What a New Study Says About Chatbot Empathy in Healthcare
6 Min Read

When you message your doctor's patient portal late at night about a worrying symptom, who responds, and how they respond, matters. Not just for accuracy, but for how you feel when you read the reply. Does it acknowledge your fear? Does it treat you like a person?
That question sits at the heart of a new systematic review published in the British Medical Bulletin (Howcroft et al., 2025). Researchers examined 15 studies from 2023–2024 that directly compared AI chatbot responses to those of human healthcare professionals on measures of empathy. The results were striking, and worth understanding carefully.
“In text-only scenarios, AI chatbots are frequently perceived as more empathic than human healthcare professionals.”
— Howcroft et al., British Medical Bulletin, 2025
What the Research Found
The researchers searched major medical databases and found 15 studies comparing AI chatbot responses to human healthcare professionals across a wide range of clinical contexts, from oncology and neurology to mental health, rheumatology, and reconstructive surgery. The AI models were mostly versions of ChatGPT (GPT-3.5 and GPT-4), with some studies also testing Claude, Gemini, and others.
The key numbers:
13 out of 15 studies found AI was rated as significantly more empathic than human healthcare professionals.
The pooled analysis showed a standardized mean difference of 0.87 in favor of AI, roughly equal to a 2-point improvement on a 10-point scale.
In any given head-to-head comparison, AI had a 73% likelihood of being rated as more empathic.
This pattern held across mental health queries, chronic disease management, patient complaints, lab result explanations, and general medicine. In one oncology study, Claude received the highest empathy ratings of all models tested.
The Two Exceptions
Both studies where human clinicians outscored AI involved dermatology. In these cases, human dermatologists used more empathy-related language overall and were rated higher by physician reviewers. The researchers suggest that dermatology may rely more heavily on visual cues, personal history, and relationship-based context than other specialties, things that text-based AI cannot replicate.
Why Might AI Score Higher?
There are a few plausible reasons. Human healthcare professionals are under enormous time pressure. A physician answering a portal message between appointments may write a few efficient lines. An AI has no such pressure and has been trained on patterns of warm, thorough, emotionally attuned communication.
AI also doesn’t carry the cognitive load of a full clinical day, no difficult patients still in mind from the morning, no compassion fatigue. Every message gets the same quality of attention. Studies also found that AI responses tended to use more emotionally positive, empathic language compared to clinical shorthand.
What This Research Does Not Tell Us
The limitations here are significant, and the researchers name them honestly. These are important to understand before drawing any big conclusions.
Text only. Every study looked at text-based interactions only. Real healthcare empathy also relies on tone of voice, eye contact, and physical presence, none of which were measured.
Proxy evaluators, not real patients. Most studies used observers, medical students, psychologists, or laypeople, rather than the actual patients receiving care.
Empathy vs. accuracy. Sounding warm is not the same as giving correct medical advice. AI-generated medical content can still be wrong, incomplete, or overconfident.
Non-standard measurement. 14 of the 15 studies used custom, unvalidated empathy scales. Only one used a clinically validated instrument. This limits how much we can rely on the specific numbers.

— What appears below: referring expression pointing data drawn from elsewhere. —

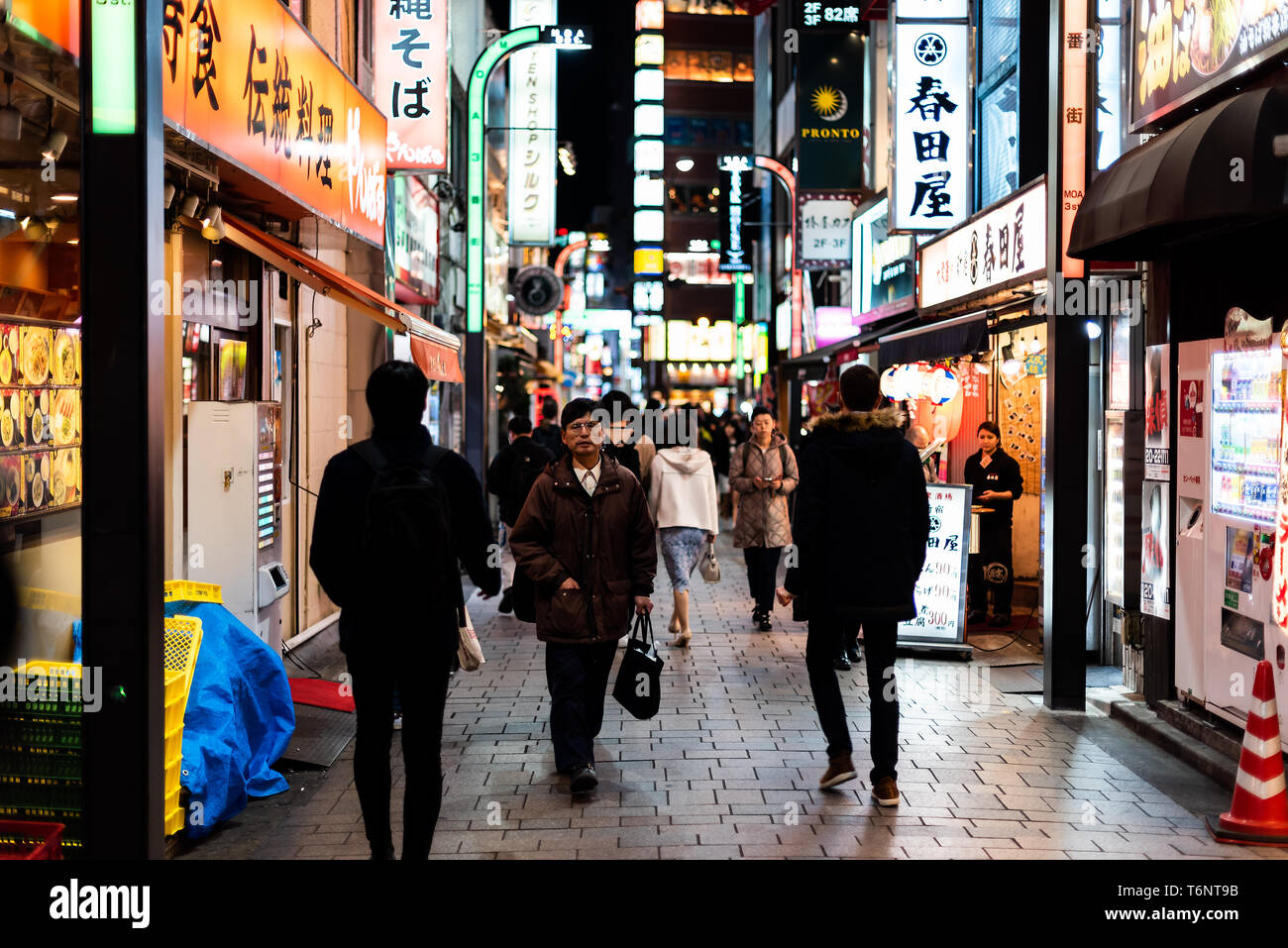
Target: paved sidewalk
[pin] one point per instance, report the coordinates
(730, 764)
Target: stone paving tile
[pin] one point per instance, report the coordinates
(728, 769)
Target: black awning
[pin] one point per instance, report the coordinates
(812, 365)
(943, 340)
(1218, 167)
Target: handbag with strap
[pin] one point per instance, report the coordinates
(639, 679)
(468, 652)
(708, 565)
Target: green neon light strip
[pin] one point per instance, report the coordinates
(112, 65)
(475, 178)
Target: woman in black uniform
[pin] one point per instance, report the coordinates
(997, 481)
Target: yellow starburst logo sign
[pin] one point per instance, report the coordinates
(825, 101)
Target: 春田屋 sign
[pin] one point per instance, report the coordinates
(1000, 247)
(930, 188)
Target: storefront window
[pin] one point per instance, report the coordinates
(40, 425)
(999, 101)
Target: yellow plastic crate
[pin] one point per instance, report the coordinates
(174, 743)
(175, 699)
(181, 644)
(172, 813)
(172, 768)
(176, 590)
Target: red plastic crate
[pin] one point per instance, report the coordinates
(24, 840)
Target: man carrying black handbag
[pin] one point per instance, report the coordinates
(587, 541)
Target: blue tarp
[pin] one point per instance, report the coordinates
(240, 719)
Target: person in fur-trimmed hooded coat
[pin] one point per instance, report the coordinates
(862, 522)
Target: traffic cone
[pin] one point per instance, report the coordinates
(1258, 813)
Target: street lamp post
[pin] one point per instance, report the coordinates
(789, 181)
(566, 39)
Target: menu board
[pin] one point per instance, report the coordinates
(940, 592)
(40, 419)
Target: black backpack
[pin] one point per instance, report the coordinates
(407, 528)
(523, 474)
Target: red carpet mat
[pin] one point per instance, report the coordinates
(321, 693)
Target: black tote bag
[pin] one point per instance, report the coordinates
(639, 679)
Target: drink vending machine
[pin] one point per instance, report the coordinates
(235, 509)
(1229, 415)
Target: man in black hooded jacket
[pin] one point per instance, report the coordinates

Question sources. Many studies drew questions from Reddit and public health forums, not real clinical settings. How patients phrase questions publicly may differ from how they communicate privately with a doctor.
What It Means for Digital Care
This research doesn’t suggest replacing healthcare professionals with chatbots, and the authors don’t claim that. Human empathy, delivered well, remains the gold standard of therapeutic care. But the findings do raise honest questions about where the current system is under-delivering.
If patients feel they receive more empathic responses from an AI than from their own doctors, even in a limited, text-only context, that tells us something about the impact of time pressure, administrative burden, and burnout on patient communication.
The more productive question may not be “AI versus humans” but “How can AI support the conditions in which human empathy can actually happen?” If AI handles informational load, lab result explanations, routine follow-up messages, symptom check-ins, clinicians may have more capacity to be fully present where it genuinely matters.
What the research makes clear is this: empathic communication in healthcare is not a soft, secondary concern. It affects real patient outcomes. And right now, in text-based contexts, AI is often delivering it more consistently than the human on the other end of the message.
Source
Howcroft A, Bennett-Weston A, Khan A, Griffiths J, Gay S, Howick J. “AI chatbots versus human healthcare professionals: a systematic review and meta-analysis of empathy in patient care.” British Medical Bulletin, Volume 156, Issue 1, December 2025. Published 20 October 2025.
This blog post summarizes and interprets peer-reviewed research findings. It does not constitute medical advice. Always consult a qualified healthcare professional for personal health decisions.